Professor Davis’ research explores the relationship between work and well-being as a universal human experience.  An interdisciplinary labor economist and public health scientist by training, Dr. Davis studies a wide range of occupational groups, from fishers in coastal Maine to sweatshop workers in Vietnam and beyond.  In a recent study funded by the US Department of Labor, she examined whether gig economy workers suffer worse health outcomes than hourly paid employees.  These findings shed light on the inequality of health outcomes for low-income, minority, and female workers, both domestic and international.  Dr. Davis was honored by the American College of Occupational and Environmental Medicine with the award for best publication in 2021 for her work on the health effects of night and irregular shifts.  Her first book entitled Jobs, Health, and the Meaning of Work (MIT Press, 2024) will be released this August.  Her most recent work focuses on the labor market and work experience of nurses, using an anthropological approach to explore the challenges and opportunities for the profession and the US healthcare system more broadly.

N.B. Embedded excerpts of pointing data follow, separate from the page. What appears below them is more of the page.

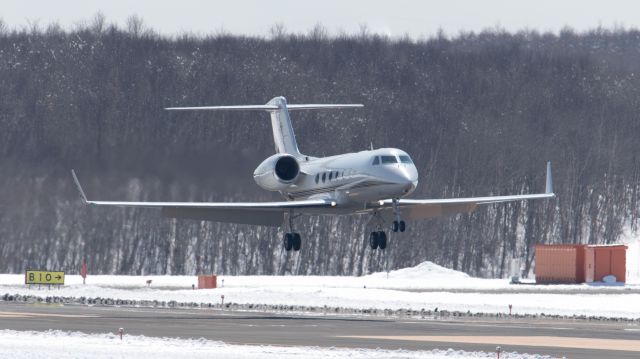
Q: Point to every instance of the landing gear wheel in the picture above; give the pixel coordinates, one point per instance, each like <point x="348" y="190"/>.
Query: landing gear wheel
<point x="373" y="240"/>
<point x="382" y="240"/>
<point x="297" y="242"/>
<point x="288" y="241"/>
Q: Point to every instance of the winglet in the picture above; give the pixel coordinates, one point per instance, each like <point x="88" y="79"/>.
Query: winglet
<point x="549" y="185"/>
<point x="75" y="179"/>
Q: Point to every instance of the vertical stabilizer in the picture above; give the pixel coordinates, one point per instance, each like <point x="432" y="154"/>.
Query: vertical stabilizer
<point x="283" y="136"/>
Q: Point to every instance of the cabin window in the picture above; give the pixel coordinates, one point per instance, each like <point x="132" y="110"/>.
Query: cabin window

Professor Davis received degrees in Economics from the University of Miami (BA) and the University of Florida (MS/PhD).  She recently completed an associate’s degree in nursing from Bunker Hill Community College (ADN).  She has held research appointments at the Harvard School of Public Health, University of Maine, University of Massachusetts Boston, Woods Hole Oceanographic Institution and Boston University.  Professor Davis teaches a range of urban planning and policy courses at Tufts, including economics, public health, built environment, and statistics, and is known for her innovative teaching practices engaging poetry as a teaching and learning tool.  She served as department chair from 2016 to 2021 and again from 2023 to 2024.